Too many VPN are still using Blowfish, which might be why some consumer routers get 'acceptable' speeds over a VPN. To me, anything less than 90-95% of your clearnet speed is not acceptable, unless you're connection is over 100mbps. Then I would say the acceptable range is 85-95% of clearnet speeds.


pfSense is cheap enough to do. I have it running on :

*Setup:*

pfSense 2.1.5 on :
Core 2 Duo E6600 at 3.0ghz
Gigabyte GA-EP43-DS3
4GB Gskill TT 800 DDR2
Silverstone Strider 650
Some old 40gb ATA hard disk running in UDMA 2


----------



## Rhyseh (Aug 11, 2015)

newconroer said:


> To me, anything less than 90-95% of your clearnet speed is not acceptable, unless you're connection is over 100mbps. Then I would say the acceptable range is 85-95% of clearnet speeds.



Most VPN's will reduce wire performance by ~8% to 15% regardless how well the device can decrypt the data. The 15% end of the spectrum normally comes down to MTU sizes and other transmission/session protocol's overheads that may be in play.


----------



## newconroer (Aug 11, 2015)

Rhyseh said:


> Most VPN's will reduce wire performance by ~8% to 15% regardless how well the device can decrypt the data. The 15% end of the spectrum normally comes down to MTU sizes and other transmission/session protocol's overheads that may be in play.



What do you base the reduction in performance on?


----------



## Rhyseh (Aug 17, 2015)

newconroer said:


> What do you base the reduction in performance on?

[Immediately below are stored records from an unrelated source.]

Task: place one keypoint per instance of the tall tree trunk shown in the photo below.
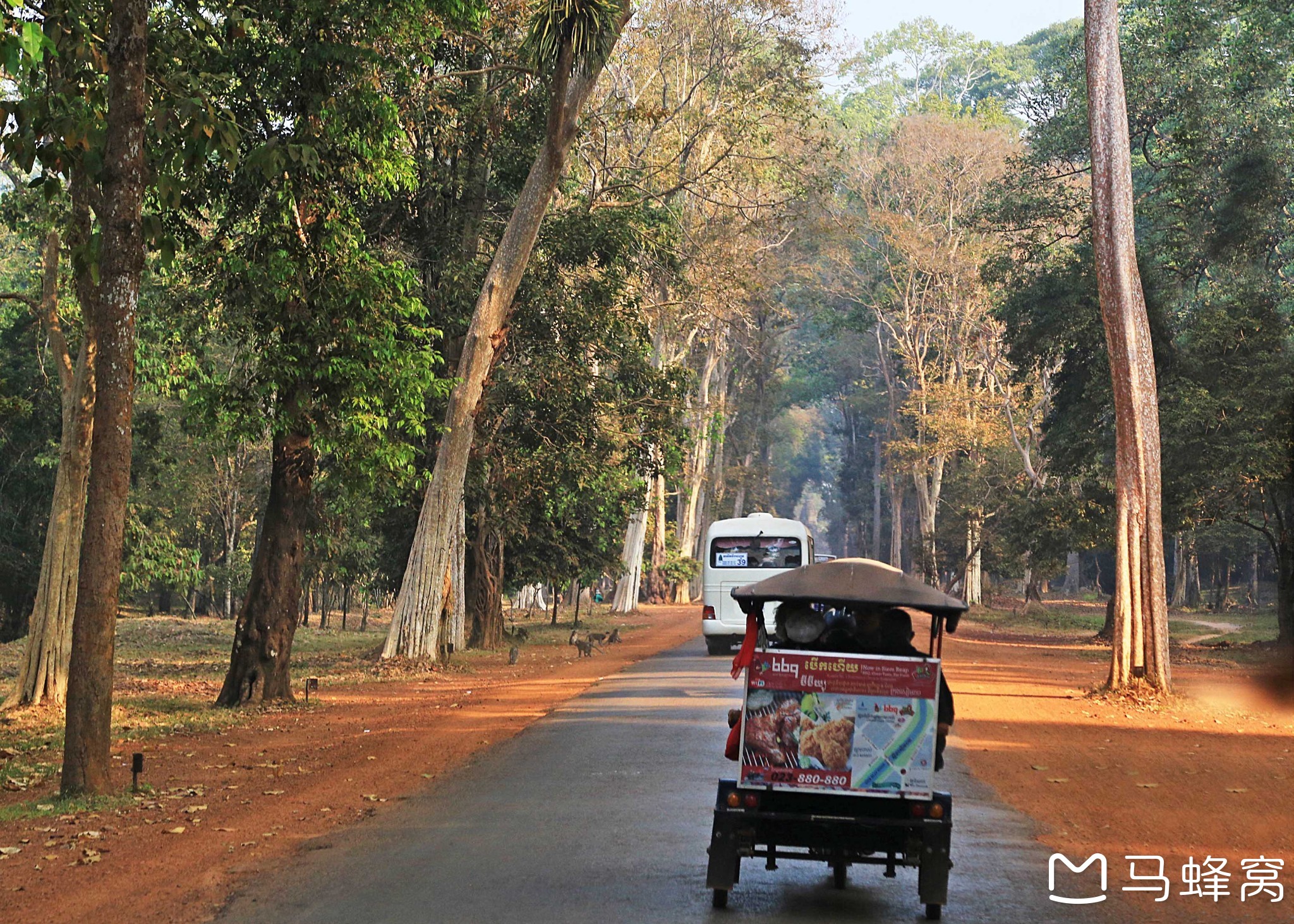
(1253, 579)
(90, 687)
(43, 672)
(698, 465)
(1285, 589)
(739, 501)
(454, 637)
(878, 478)
(1195, 591)
(896, 487)
(629, 583)
(658, 589)
(1073, 573)
(974, 573)
(267, 620)
(928, 478)
(421, 599)
(1179, 572)
(1140, 610)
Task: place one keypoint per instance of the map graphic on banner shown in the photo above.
(858, 724)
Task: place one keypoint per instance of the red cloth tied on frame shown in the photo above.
(746, 655)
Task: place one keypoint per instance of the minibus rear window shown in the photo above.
(756, 551)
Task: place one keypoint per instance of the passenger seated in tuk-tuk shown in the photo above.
(896, 639)
(856, 632)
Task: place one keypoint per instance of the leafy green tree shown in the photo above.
(337, 355)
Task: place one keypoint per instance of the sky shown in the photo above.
(995, 20)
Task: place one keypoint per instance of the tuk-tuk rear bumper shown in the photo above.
(833, 829)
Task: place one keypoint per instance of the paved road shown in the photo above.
(602, 813)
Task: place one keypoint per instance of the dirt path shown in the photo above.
(1206, 774)
(1218, 629)
(229, 805)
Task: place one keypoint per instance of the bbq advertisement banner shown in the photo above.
(856, 724)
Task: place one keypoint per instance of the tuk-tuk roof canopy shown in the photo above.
(847, 582)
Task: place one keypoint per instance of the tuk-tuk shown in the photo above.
(838, 750)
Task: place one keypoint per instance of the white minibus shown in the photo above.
(741, 551)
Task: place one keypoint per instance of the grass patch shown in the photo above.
(1042, 620)
(55, 807)
(169, 672)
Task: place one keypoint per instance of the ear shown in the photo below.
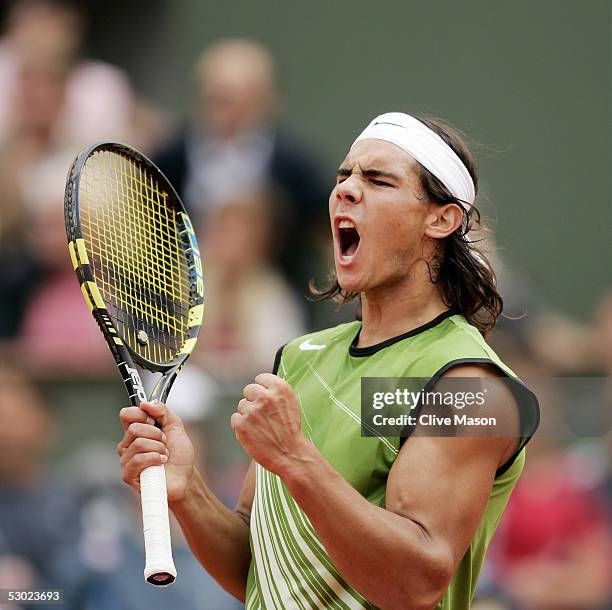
(443, 220)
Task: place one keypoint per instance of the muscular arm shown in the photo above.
(401, 556)
(218, 536)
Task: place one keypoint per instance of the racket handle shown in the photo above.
(159, 566)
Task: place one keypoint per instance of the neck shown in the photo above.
(389, 312)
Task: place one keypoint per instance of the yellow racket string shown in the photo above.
(133, 240)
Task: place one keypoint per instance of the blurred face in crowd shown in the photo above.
(41, 29)
(237, 91)
(380, 223)
(39, 98)
(236, 234)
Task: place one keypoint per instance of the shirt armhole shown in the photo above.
(277, 359)
(529, 409)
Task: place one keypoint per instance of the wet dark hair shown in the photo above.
(466, 277)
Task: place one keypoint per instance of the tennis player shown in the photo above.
(328, 518)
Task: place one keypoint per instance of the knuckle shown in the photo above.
(140, 444)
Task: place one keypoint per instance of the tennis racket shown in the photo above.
(135, 254)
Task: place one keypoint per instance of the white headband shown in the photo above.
(427, 147)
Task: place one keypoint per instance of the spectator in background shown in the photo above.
(55, 311)
(250, 309)
(51, 99)
(39, 515)
(233, 145)
(98, 100)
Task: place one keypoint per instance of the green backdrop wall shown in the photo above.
(529, 80)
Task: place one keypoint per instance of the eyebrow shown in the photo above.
(345, 172)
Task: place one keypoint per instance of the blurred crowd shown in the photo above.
(258, 196)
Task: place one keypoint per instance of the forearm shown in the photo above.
(388, 558)
(218, 536)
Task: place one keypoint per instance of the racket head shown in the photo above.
(136, 255)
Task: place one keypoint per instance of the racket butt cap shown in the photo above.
(160, 578)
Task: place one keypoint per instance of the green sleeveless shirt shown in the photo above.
(290, 567)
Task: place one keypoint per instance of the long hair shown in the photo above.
(465, 275)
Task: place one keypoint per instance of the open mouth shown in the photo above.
(348, 238)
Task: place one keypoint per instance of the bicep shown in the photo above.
(443, 485)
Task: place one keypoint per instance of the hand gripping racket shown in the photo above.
(135, 254)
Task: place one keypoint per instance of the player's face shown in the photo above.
(378, 215)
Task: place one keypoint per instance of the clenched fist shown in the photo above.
(268, 423)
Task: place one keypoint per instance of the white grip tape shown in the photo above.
(154, 496)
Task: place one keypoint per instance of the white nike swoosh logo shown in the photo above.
(307, 345)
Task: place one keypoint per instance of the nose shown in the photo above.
(349, 190)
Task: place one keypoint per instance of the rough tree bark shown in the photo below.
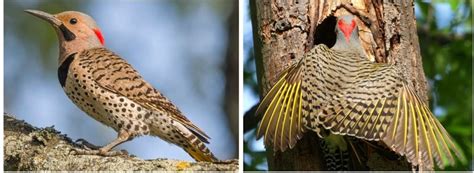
(31, 148)
(231, 70)
(285, 29)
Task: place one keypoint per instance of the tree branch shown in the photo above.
(31, 148)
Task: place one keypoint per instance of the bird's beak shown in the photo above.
(46, 16)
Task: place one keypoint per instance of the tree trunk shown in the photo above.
(284, 30)
(231, 70)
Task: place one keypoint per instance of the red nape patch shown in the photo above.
(346, 29)
(99, 36)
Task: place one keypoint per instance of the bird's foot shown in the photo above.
(87, 145)
(100, 152)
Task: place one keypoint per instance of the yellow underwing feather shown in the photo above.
(282, 106)
(277, 141)
(265, 120)
(397, 114)
(272, 127)
(283, 137)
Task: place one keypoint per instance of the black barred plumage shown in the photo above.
(108, 89)
(338, 90)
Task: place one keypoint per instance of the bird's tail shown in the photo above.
(198, 150)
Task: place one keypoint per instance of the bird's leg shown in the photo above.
(87, 145)
(105, 150)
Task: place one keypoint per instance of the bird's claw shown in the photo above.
(100, 152)
(87, 145)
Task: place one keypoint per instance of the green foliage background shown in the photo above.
(447, 62)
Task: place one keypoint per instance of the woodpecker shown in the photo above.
(111, 91)
(338, 93)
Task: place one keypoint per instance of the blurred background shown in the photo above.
(186, 49)
(445, 35)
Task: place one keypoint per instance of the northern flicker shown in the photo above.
(108, 89)
(338, 93)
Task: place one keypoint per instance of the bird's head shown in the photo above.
(76, 31)
(346, 28)
(347, 33)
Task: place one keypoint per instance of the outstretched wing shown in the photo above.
(116, 75)
(379, 106)
(281, 123)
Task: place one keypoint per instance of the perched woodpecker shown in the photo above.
(338, 93)
(108, 89)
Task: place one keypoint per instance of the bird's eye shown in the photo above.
(73, 21)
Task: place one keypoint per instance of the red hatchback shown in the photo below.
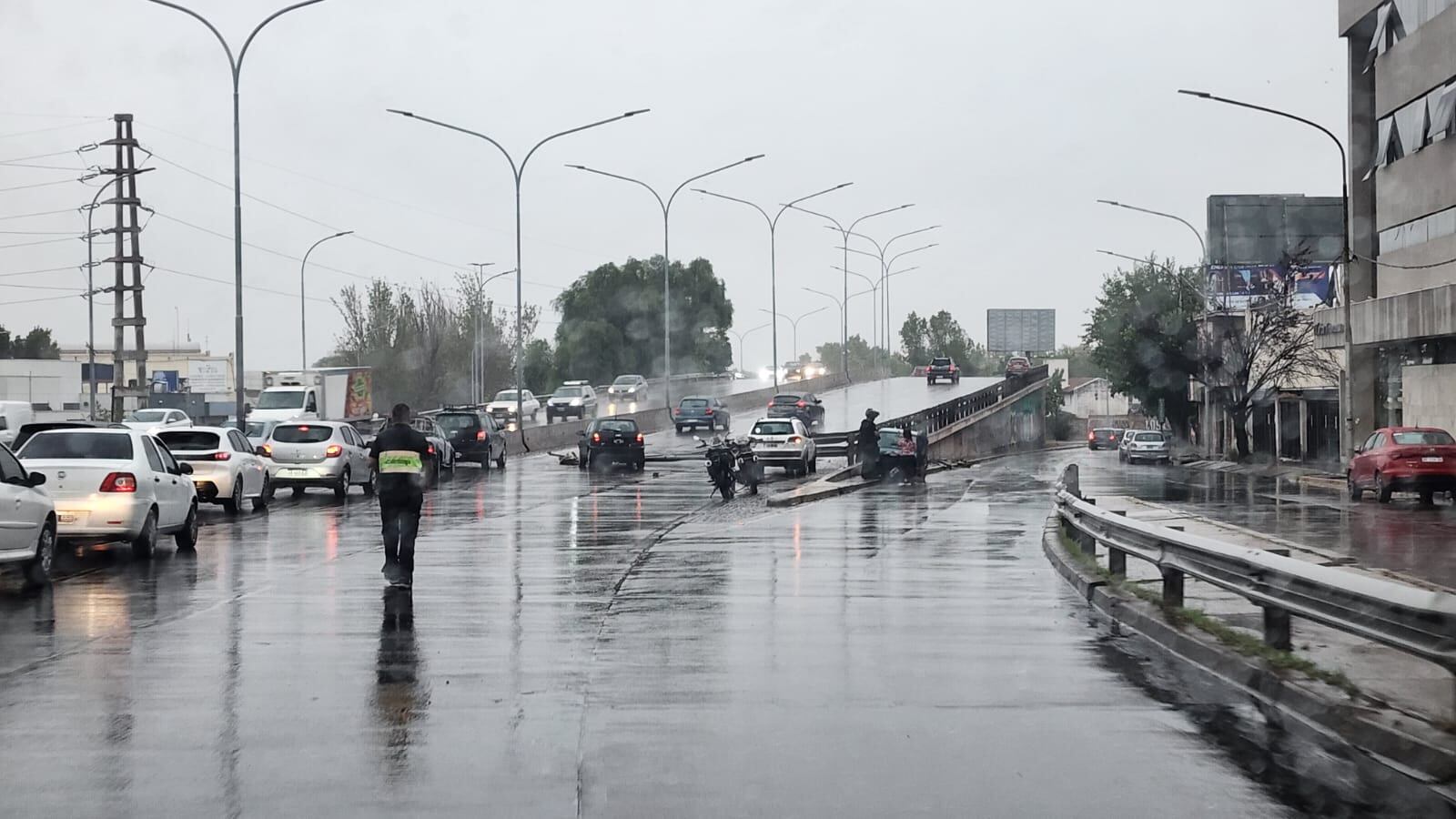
(1420, 460)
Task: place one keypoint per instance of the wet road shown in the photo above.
(1398, 537)
(596, 646)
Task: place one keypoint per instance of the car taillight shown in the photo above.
(120, 482)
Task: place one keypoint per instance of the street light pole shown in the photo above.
(743, 363)
(516, 175)
(237, 65)
(844, 234)
(1346, 404)
(667, 267)
(774, 256)
(303, 309)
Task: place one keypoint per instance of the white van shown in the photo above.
(14, 414)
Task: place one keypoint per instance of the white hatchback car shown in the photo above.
(26, 521)
(785, 442)
(114, 486)
(225, 470)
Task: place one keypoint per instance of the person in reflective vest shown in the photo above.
(398, 457)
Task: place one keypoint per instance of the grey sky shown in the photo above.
(1004, 121)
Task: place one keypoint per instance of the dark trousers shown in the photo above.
(400, 519)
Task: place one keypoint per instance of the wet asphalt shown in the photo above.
(584, 644)
(1401, 537)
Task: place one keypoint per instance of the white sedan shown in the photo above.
(113, 484)
(784, 442)
(225, 467)
(153, 420)
(26, 521)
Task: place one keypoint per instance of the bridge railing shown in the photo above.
(932, 419)
(1411, 620)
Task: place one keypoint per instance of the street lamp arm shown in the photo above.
(232, 63)
(259, 26)
(575, 130)
(652, 189)
(478, 135)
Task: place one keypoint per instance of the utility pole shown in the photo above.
(127, 258)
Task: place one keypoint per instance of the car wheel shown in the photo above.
(235, 501)
(146, 541)
(38, 570)
(187, 535)
(261, 501)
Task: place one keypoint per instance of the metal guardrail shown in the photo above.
(1411, 620)
(941, 416)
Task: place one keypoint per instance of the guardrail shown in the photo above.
(1411, 620)
(953, 411)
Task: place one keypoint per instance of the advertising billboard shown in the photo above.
(1239, 286)
(1021, 331)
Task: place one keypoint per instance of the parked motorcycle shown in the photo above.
(732, 462)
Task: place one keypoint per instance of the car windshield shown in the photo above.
(458, 421)
(615, 426)
(1424, 438)
(189, 440)
(79, 445)
(774, 429)
(302, 433)
(280, 399)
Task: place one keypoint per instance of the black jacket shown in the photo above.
(399, 455)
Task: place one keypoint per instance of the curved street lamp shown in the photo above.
(774, 254)
(237, 65)
(667, 303)
(303, 300)
(516, 175)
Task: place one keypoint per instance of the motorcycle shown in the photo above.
(732, 462)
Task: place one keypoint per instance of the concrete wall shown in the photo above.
(1429, 395)
(1016, 423)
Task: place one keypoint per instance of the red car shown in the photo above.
(1412, 460)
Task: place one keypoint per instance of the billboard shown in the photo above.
(1239, 286)
(1021, 331)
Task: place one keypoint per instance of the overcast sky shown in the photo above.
(1002, 121)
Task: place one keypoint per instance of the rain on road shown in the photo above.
(596, 646)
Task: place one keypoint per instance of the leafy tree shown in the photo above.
(1143, 332)
(612, 321)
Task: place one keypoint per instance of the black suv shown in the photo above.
(611, 440)
(473, 435)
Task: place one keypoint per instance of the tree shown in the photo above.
(1267, 347)
(612, 321)
(922, 339)
(1143, 332)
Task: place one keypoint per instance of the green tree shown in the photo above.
(612, 321)
(1143, 332)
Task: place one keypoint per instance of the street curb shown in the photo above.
(1329, 746)
(839, 484)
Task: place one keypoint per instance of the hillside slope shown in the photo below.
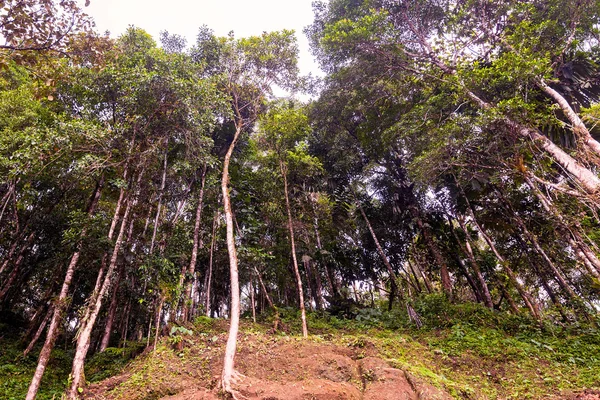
(345, 364)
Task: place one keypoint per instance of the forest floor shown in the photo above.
(355, 363)
(474, 355)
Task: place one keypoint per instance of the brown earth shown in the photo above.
(271, 368)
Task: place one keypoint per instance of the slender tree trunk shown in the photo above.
(39, 332)
(269, 300)
(582, 251)
(161, 302)
(314, 281)
(84, 334)
(504, 264)
(159, 207)
(11, 251)
(426, 280)
(434, 251)
(561, 279)
(283, 169)
(208, 284)
(587, 178)
(386, 261)
(228, 363)
(198, 244)
(125, 316)
(61, 303)
(579, 128)
(415, 277)
(252, 303)
(487, 297)
(112, 310)
(16, 267)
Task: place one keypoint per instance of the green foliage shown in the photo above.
(111, 361)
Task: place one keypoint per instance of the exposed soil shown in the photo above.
(271, 368)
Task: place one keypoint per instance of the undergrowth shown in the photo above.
(470, 351)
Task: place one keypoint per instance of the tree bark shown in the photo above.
(386, 261)
(112, 310)
(283, 169)
(84, 334)
(198, 244)
(227, 375)
(60, 304)
(16, 267)
(487, 297)
(210, 263)
(158, 208)
(38, 333)
(578, 127)
(504, 264)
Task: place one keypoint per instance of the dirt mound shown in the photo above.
(271, 368)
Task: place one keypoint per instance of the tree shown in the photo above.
(249, 68)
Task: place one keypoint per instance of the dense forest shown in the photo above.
(450, 150)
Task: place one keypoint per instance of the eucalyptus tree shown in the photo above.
(249, 68)
(284, 130)
(451, 45)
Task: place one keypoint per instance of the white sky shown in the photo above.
(184, 17)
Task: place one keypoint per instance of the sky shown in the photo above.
(184, 17)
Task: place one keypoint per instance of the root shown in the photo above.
(236, 377)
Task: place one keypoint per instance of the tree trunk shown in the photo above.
(283, 169)
(38, 333)
(61, 303)
(582, 251)
(198, 243)
(269, 300)
(487, 297)
(228, 362)
(587, 178)
(161, 302)
(158, 208)
(112, 309)
(434, 251)
(84, 334)
(504, 264)
(210, 263)
(578, 127)
(252, 303)
(386, 261)
(416, 265)
(16, 267)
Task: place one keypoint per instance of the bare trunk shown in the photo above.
(504, 264)
(9, 256)
(158, 208)
(426, 280)
(161, 302)
(587, 178)
(210, 263)
(198, 243)
(415, 277)
(283, 169)
(582, 251)
(383, 256)
(487, 297)
(269, 300)
(112, 310)
(234, 323)
(252, 303)
(16, 267)
(434, 251)
(61, 303)
(84, 334)
(38, 333)
(579, 128)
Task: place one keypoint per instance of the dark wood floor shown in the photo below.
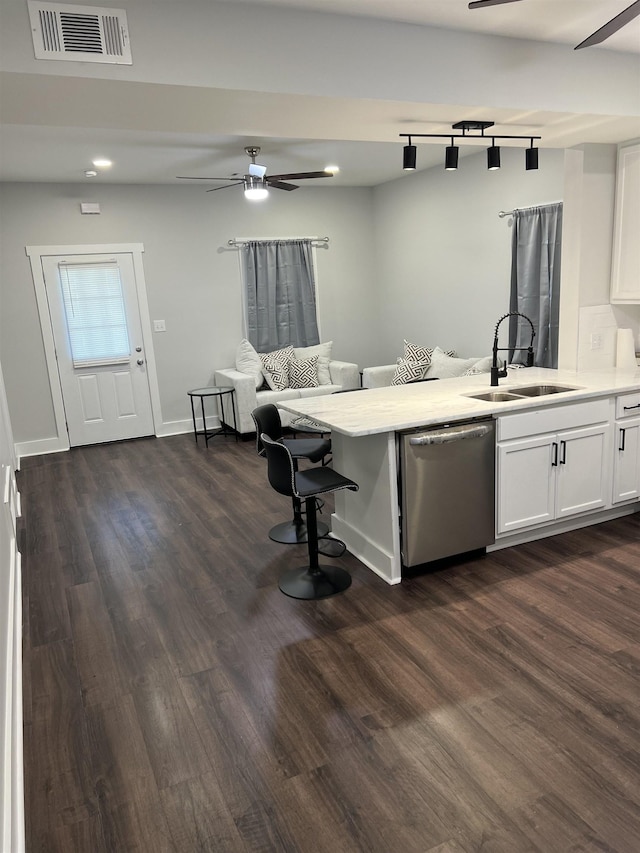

Here's an analysis of IPsec overhead using AES:

http://packetpushers.net/ipsec-bandwidth-overhead-using-aes/

I don't have any solid data on SSL VPN's, only anecdotal. My perception is less than a 10% variance with SSL. Technically it should be more efficient than IPsec, unless you have a shoddy connection.


----------



## newconroer (Aug 17, 2015)

My understanding with Open VPN is that 128 Blowfish encryption is quite common - at least for all these popular provider/services.
But even then, you lose way more than 10% on a commercial router.

Meanwhile, moving up to pfSense, half decent hardware makes a huge difference -even with 256 encryption.

Maybe I don't fully understand the numbers and the science, however am a firm believer in building your own firewall/router box now - especially out of old computer parts.


----------



## brandonwh64 (Aug 17, 2015)

I used PFsense for a while and now I have moved to untangle firewall. It is pretty nice setup and much easier to look at. 

https://www.untangle.com/shop/firewall


----------



## newconroer (Aug 17, 2015)

I thought about untangle, but between having VPN setup knowledge for pfSense and using it at work, it was the better option for me.

Either way, they're both great.


----------



## Solaris17 (Aug 17, 2015)

newconroer said:


> I thought about untangle, but between having VPN setup knowledge for pfSense and using it at work, it was the better option for me.
> 
> Either way, they're both great.



Agreed I personally use OPNsense and I love it. building a custom box is probably the best decision iv ever made.


----------